The very existence of these responses makes me angry. Providing questionable claims and flawed statistics about homosexuality in order to keep young people away from the “gay lifestyle” is dishonest and totally inexcusable. Finding and using the fullest, most correct account of facts possible–not just those that align with your thesis–is a basic skill that high school and college students learn when writing research papers. Why aren’t we holding these speakers accountable for the information they are presenting as true? And to the person who offers the “caricature” response, I realize there is nothing I can do or say on my own behalf to change your assumptions about me or my motives. I challenge you to attend a talk on human sexuality from a Christian perspective that’s aimed at teenagers and young college students. Stay afterward and chat with a handful of attendees under the age of 24. See how many of them can tell you what it means to believe in a traditional sexual ethic and what they learned from the speaker about LGBT persons. Ask them why they (or other people they know) embrace a traditional Christian position on same-sex sexual activity.

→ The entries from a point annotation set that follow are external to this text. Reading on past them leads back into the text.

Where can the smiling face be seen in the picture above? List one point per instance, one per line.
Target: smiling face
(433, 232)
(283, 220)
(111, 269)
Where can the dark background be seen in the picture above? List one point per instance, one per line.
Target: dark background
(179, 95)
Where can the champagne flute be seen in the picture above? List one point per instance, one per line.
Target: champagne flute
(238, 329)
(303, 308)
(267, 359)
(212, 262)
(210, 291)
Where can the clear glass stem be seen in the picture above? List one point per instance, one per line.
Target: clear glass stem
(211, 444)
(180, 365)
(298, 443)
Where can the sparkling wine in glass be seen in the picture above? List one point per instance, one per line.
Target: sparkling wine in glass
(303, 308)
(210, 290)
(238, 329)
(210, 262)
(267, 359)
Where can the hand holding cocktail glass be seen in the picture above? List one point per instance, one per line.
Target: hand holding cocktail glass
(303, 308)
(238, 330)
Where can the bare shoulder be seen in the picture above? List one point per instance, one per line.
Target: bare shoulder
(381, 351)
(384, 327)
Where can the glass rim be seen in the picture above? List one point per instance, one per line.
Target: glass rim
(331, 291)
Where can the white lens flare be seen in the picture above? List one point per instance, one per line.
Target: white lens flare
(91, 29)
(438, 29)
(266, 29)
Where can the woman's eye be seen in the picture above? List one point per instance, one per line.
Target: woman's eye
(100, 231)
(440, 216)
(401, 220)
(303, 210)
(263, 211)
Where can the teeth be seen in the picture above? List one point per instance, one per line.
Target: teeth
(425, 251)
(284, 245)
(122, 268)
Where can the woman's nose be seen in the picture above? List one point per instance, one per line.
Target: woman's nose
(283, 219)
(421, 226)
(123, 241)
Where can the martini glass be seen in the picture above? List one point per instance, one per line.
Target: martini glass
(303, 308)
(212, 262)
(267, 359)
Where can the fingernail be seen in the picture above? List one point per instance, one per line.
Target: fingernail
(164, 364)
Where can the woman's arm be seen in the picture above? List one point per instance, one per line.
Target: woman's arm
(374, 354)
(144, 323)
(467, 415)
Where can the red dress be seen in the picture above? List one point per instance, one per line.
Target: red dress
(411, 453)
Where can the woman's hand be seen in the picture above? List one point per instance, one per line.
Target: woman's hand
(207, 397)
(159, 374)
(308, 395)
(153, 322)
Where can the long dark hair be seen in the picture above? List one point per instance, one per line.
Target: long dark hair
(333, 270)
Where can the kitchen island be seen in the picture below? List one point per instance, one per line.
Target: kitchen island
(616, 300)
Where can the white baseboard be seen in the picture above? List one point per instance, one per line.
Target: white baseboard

When some of these kids eventually see through the smoke and mirrors and know they are being told half-truths and outright lies, many will feel betrayed. If my own personal experience is any indication, some will take years to realize that practicing a traditional sexual ethic does not require believing that the LGBT community is a bunch of mentally ill criminals who have chosen to defy the Word of God. Some may be so wounded that they will never be able to consider the possibility that orthodoxy ≠ hatred. Conservative Christianity on the whole has failed to teach a traditional sexual ethic without slandering LGBT people in the process, and has failed to acknowledge us as humans with inherent dignity, created in the image and likeness of God. And that, brothers and sisters, is absolutely shameful. Anyone who orders prime rib at the best restaurant in town would be appalled to see it served on a platter with greasy McDonald’s french fries. If we truly believe that the Church is the best place to receive sound formation, why aren’t we raising hell when we see sacred doctrine being served up with a side of falsehood and fear-mongering? It’s time to hold Christian speakers accountable for peddling half-truths about biology, anthropology, sociology, and psychology. It’s time to bring an end to the obscuring of orthodoxy.